Pero vayamos al artículo de Betancourt. Desde su observación de casos puntuales que desdoblaban “agudos problemas económicos-sociales” y que por tanto destruían “nuestras débiles reservas humanas”, el joven político califica de insensibles e indiferentes a ciertos sectores de las clases pudientes y de los “núcleos dirigentes” del país. Para Betancourt hubo expresiones del frente democrático en el año 1936 que practicaron “una política alarmista” y “vociferante a ratos”, algo que para nada contribuyó a elevar la conciencia de justicia, antes bien, derivó en esa apelación a emociones, miedos e infundadas esperanzas que buscaban ganarse el favor de las clases populares –la propaganda política apoyada en la retórica hueca y la desinformación–. Y entonces se acuñó el perfil del “agitador”, identificándose con él a quien tuviese la osadía de expresar, aún bajo el tono más moderado, su desacuerdo con aquellas prácticas que intentaban eternizar un estado de cosas nocivo para la nación.

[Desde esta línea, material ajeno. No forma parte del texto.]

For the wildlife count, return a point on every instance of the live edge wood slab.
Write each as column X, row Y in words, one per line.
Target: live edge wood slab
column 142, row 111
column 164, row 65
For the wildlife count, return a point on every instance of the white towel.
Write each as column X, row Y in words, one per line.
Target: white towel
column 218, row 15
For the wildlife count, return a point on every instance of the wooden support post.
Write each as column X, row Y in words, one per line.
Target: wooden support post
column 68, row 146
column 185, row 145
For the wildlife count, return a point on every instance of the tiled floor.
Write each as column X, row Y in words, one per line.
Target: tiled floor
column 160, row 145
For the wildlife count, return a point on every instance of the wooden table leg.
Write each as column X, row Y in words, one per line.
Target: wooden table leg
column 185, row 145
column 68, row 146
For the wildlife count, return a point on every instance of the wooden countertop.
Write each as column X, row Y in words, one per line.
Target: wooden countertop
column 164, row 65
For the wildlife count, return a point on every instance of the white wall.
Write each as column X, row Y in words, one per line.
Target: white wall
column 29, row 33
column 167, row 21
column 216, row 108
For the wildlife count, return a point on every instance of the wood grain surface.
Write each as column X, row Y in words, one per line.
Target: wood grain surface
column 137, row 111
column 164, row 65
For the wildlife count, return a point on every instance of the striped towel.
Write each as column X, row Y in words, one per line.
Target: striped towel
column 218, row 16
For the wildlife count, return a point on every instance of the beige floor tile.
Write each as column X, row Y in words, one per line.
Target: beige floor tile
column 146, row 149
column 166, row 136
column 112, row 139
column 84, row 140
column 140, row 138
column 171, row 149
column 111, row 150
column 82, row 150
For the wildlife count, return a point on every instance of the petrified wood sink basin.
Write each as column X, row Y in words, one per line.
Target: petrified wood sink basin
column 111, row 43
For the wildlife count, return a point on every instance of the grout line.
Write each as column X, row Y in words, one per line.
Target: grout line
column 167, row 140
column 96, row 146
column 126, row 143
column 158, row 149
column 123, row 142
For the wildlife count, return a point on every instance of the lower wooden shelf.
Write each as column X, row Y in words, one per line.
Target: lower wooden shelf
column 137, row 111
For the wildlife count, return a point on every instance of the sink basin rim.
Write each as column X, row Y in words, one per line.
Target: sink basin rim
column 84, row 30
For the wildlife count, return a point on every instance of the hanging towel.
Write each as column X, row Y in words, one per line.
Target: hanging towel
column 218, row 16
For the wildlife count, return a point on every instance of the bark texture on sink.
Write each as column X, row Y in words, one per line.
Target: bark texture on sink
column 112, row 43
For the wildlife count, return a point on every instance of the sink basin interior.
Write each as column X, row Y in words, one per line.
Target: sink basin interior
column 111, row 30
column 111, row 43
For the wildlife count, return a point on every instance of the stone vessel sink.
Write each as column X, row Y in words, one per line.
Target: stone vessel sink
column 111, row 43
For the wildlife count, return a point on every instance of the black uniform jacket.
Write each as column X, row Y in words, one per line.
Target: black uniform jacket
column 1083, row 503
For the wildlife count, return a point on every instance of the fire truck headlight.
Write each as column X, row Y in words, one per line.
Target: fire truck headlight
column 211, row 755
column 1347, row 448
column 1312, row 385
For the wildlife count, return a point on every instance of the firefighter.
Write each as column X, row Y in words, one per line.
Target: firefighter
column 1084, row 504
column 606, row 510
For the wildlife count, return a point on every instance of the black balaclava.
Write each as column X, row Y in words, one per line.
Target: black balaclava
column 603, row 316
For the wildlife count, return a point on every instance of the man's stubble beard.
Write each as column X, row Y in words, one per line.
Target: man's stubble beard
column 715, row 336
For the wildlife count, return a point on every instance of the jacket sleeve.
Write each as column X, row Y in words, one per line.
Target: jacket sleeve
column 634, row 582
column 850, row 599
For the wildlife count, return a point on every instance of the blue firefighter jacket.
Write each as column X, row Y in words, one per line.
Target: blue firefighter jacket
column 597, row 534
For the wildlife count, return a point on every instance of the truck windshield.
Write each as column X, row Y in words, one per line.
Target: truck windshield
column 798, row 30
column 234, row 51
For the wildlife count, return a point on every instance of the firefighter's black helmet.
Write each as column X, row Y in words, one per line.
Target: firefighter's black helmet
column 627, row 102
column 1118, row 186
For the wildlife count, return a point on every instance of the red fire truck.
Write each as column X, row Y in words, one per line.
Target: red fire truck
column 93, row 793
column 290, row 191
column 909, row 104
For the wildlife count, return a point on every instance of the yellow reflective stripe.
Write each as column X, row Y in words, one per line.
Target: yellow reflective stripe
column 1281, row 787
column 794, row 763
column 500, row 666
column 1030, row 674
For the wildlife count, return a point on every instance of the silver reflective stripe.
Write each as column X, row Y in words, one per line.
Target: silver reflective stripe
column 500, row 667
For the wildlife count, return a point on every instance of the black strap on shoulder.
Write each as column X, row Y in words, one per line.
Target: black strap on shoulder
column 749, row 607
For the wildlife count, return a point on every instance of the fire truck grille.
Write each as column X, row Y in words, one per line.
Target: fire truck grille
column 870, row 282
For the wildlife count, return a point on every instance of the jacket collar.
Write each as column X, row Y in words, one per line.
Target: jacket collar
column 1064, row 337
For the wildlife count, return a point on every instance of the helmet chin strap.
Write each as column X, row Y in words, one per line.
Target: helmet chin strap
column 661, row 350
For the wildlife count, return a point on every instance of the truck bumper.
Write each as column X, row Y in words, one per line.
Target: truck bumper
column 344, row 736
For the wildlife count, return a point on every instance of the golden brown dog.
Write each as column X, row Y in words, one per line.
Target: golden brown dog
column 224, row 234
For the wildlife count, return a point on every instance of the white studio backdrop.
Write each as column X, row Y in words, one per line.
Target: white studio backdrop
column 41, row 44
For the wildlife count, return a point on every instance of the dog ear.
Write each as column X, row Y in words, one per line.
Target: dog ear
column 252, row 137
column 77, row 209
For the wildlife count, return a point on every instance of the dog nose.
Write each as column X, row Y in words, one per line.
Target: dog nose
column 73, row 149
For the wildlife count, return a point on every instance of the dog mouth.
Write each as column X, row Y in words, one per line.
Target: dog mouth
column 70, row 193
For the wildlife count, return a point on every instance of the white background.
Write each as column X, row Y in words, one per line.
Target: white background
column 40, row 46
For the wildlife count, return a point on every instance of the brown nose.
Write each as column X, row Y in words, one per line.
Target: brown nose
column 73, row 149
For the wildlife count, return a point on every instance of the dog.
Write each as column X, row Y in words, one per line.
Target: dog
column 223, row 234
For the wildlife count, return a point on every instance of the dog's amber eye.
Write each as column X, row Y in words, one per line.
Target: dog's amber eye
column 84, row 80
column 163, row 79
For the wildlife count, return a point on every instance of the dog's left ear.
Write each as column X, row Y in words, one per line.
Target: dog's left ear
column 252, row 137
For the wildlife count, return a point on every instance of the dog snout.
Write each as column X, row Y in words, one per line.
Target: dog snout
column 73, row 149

Para eludir el epíteto y sus consecuencias en el plano personal, Betancourt acudía al subterfugio de reproducir las crónicas y comentarios de periodistas extranjeros que abordaban los temas venezolanos con relativa objetividad; unos juicios muy poco proclives al optimismo. Era, entre otros, el caso de un periodista de The New York Times, quien por aquellos años de visita en el país descubrió el drama de nuestra vida de nación, la paradoja de una Venezuela rica y paupérrima. Los problemas de la agricultura y sus pobres y atrasados métodos de producción, que no aportaban lo suficiente para la alimentación de sus habitantes; el costo de vida elevado por las carencias de los sectores primario e industrial; los monopolios constituidos por anteriores gobiernos sobre mercaderías esenciales fueron algunos de los temas tratados en su crónica. Ni él ni Betancourt en su glosa del artículo publicado en tan prestigioso diario neoyorquino, atinaron comentar el estado en que se encontraba Venezuela a la muerte de Juan Vicente Gómez; no cayeron en cuenta, como diría Picón Salas, que el siglo XX venezolano apenas comenzaba en 1936. Por ello nos referimos al régimen del general López Contreras, quien más allá de las críticas que pudieran formularse, representó sin duda un verdadero avance al desarrollo del país.

¿A qué viene todo esto? En lo que va de siglo, Venezuela se ha visto envuelta en un verdadero “piélago de calamidades”, encubiertas a ratos por una falsa ilusión de prosperidad momentánea.

Ha regresado el personalismo y la barbarie que transgrede la convivencia y la paz social. No se reconocen los méritos de administraciones anteriores a 1999, se califica de “golpistas” –los “agitadores” de la hora actual–, a quienes disienten de las políticas y disparates del régimen en funciones de gobierno, se enaltecen el clientelismo y la demagogia en todos los frentes de la acción político-partidista. Y a diferencia del año 1936, no parece haber horizonte que estimule la esperanza que vivió Venezuela bajo el régimen de López Contreras. Todo esto ha sido producto de erróneas ideas que han devenido en marchas y contramarchas a través de los años, desde mucho antes de 1999; ideas que aún hoy se sostienen en terrenos compartidos entre gobierno y oposición política. Para sus cultores, por lo visto, no ha sido suficiente el drama que estamos viviendo como consecuencia de tan reiterados yerros.

Nada se logra con arrinconar y criminalizar la disidencia. Porque hoy como ayer, desde adentro o fuera de Venezuela, se escucharán discrepancias y narrativas periodísticas esclarecedoras de la verdad. Una de ellas, triste y palpable, insta a reconocer que para nosotros aún no comienza el siglo XXI. Otra que paradójicamente nos afirma como país de posibilidades, aunque por ahora sumido en estado paupérrimo, como diría Betancourt. Visión realista que sin embargo enaltece el afán de superación que nos mueve.